PeterDonis said:
It does not meet the requirements for a global coordinate chart, since an open interval of ##\varphi## either does not cover the entire circle, or covers at least one point more than once. To cover every point on the circle exactly once, you need a half-closed interval of ##\varphi##.
A similar issue arises with any compact manifold. Many physics texts ignore or gloss over this technical issue, often because problems of interest can be analyzed without having to deal with it. But that doesn't mean it isn't there.

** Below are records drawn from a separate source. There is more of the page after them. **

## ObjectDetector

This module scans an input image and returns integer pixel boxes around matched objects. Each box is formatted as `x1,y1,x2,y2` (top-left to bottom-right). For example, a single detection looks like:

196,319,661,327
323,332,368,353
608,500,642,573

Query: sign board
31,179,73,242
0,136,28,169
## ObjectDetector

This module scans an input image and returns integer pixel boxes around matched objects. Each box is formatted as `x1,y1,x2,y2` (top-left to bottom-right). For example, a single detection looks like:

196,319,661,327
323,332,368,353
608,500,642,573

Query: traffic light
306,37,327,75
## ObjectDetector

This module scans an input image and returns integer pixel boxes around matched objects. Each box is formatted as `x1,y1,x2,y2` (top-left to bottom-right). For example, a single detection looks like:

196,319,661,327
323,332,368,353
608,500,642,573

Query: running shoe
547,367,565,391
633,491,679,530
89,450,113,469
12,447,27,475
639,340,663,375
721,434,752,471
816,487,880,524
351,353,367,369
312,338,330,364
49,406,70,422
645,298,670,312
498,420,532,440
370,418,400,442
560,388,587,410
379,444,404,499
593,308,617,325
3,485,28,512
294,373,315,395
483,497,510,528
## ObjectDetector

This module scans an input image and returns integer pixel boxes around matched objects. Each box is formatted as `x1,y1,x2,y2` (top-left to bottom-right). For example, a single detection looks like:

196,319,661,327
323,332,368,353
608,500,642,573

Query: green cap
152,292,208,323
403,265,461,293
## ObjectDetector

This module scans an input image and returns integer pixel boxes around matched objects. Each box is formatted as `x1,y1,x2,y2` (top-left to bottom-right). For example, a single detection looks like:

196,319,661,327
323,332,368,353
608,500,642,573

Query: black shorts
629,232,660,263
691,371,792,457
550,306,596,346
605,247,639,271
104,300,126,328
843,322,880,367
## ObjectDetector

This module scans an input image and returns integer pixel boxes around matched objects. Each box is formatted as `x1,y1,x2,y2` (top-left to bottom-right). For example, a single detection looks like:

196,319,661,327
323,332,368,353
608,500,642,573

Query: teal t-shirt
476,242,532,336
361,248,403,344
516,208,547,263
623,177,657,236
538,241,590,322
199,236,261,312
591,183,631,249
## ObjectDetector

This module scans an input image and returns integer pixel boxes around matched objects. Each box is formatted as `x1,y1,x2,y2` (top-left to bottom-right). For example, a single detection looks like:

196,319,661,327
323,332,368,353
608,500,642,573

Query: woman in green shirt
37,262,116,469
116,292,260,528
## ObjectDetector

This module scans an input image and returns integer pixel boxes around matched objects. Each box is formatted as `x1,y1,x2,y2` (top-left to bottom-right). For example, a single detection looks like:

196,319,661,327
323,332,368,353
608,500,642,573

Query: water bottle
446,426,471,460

Exactly that's the important point! Ironically that's precisely what's behind the here discussed issue with the non-integrable phase factor describing the AB effect. The apperently simple case of the infinitely long DC-current carrying solenoid (radius ##a##) seems not that trivial after all. In this case you have the vector potential (in Coulomb gauge and standard cylinder coordinates, ##(R,\varphi,z)##):
$$\vec{A}=\begin{cases} \frac{I \mu_0 N R}{2L} \vec{e}_{\varphi} & \text{for} \quad R<a, \\ \frac{I \mu_0 N a^2}{2R} \vec{e}_{\varphi} & \text{for} \quad R>a.\end{cases}$$
For the B-field we get, of course,
$$\vec{B}=\vec{\nabla} \times \vec{A}=\begin{cases} \frac{I \mu_0 N}{L} \vec{e}_z &\text{for} \quad R<a, \\ \vec{0} & \text{for} \quad R>a. \end{cases}$$
For ##R>a## since ##\vec{\nabla} \times \vec{A}=0##, there is locally a potential everywhere, but since this region is not simply connected there's no unique global potential. Indeed for ##R>a##
$$\vec{A}=-\vec{\nabla} \Phi, \quad \Phi=-\frac{\mu_0 I N a^2}{2L} \varphi \quad \text{for} \quad R>a.$$
Now it's clear that you can choose an arbitrary open (!) interval of length ##2 \pi## for ##\varphi##, i.e., with an arbitrary ##\varphi_0## you can make ##\varphi \in (\varphi_0,\varphi_0+2 \pi)##. The potential ##\Phi## jumps along the half-plane ##\varphi=\varphi_0##, and this gives the non-zero phase factor for any closed path encircling the solenoid. The value is, of course, independent of the shape of the path, always the magnetic flux through the solenoid. Using a circle with radius ##b>a## parallel to the ##x_1x_2## plane, indeed leads to
$$\oint_{\mathcal{C}} \mathrm{d} \vec{r} \cdot \vec{A} =\frac{\mu_0 I N a^2}{2L} 2 \pi=\pi a^2 |\vec{B}|,$$
where ##\vec{B}## is the homogeneous magnetic field inside the solenoid.